= Neil Harnett =

Canadian blues rock singer

Neil Harnett, sometimes credited in his early career as Neil James Harnett, is a Canadian blues rock singer-songwriter from White Rock, British Columbia, most noted as a Juno Award nominee for Most Promising Male Vocalist at the Juno Awards of 1990.

He began his career as a guitarist in Matt Minglewood's band. He was also a songwriter for other artists in this era, but was not a recording artist in his own right; his career received a significant boost in 1988 when his song "Ain't Good Lovin' Enough" was recorded by both the pop-rock band Diamond in the Rough and the country band Alibi. He was soon signed to Bruce Allen's Penta Records label, and released his debut album Times Like These in 1989. He supported the album with a Canadian tour as an opening act for The Doobie Brothers, and received radio airplay for the singles "Times Like These" and "That's What I Need".

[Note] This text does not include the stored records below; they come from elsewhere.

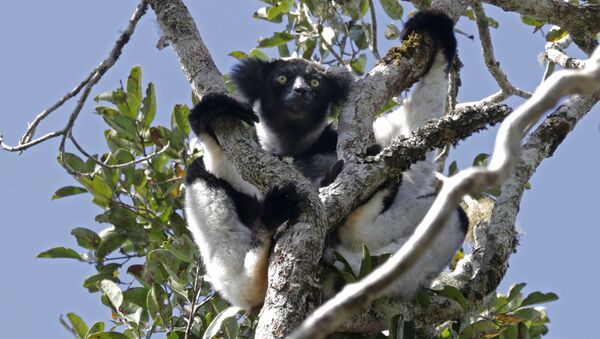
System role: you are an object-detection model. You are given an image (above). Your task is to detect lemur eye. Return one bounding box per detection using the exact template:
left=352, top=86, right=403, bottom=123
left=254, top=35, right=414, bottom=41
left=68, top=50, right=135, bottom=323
left=277, top=74, right=287, bottom=85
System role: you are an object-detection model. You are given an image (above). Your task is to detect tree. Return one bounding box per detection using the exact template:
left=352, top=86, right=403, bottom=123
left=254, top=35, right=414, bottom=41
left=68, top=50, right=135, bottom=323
left=3, top=1, right=598, bottom=335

By early 1991, however, Penta Records filed for bankruptcy, leaving Harnett's career in limbo for several years.

In 1992 his song "Lazy River" was included on Canadian Blues Masters, a K-Tel compilation of Canadian blues musicians.

He reemerged in 1996 with his second album Rubber Room Day. He then spent a number of years largely away from music, until returning to live performances in the latter half of the 2000s. He was working on his third album, Somewhere, in 2008 when his daughter Amy suffered a traumatic brain injury in a workplace accident; the album's recording and release were delayed for several months, but the album was eventually released in 2009.

In 2013 he launched a YouTube channel devoted to brain injury awareness, with one of the first videos he posted to the channel being a duet with his daughter on a song they wrote together about her recovery. In the same year he organized a benefit concert for Semiahmoo House Society, a charitable organization serving people with disabilities in White Rock and Surrey.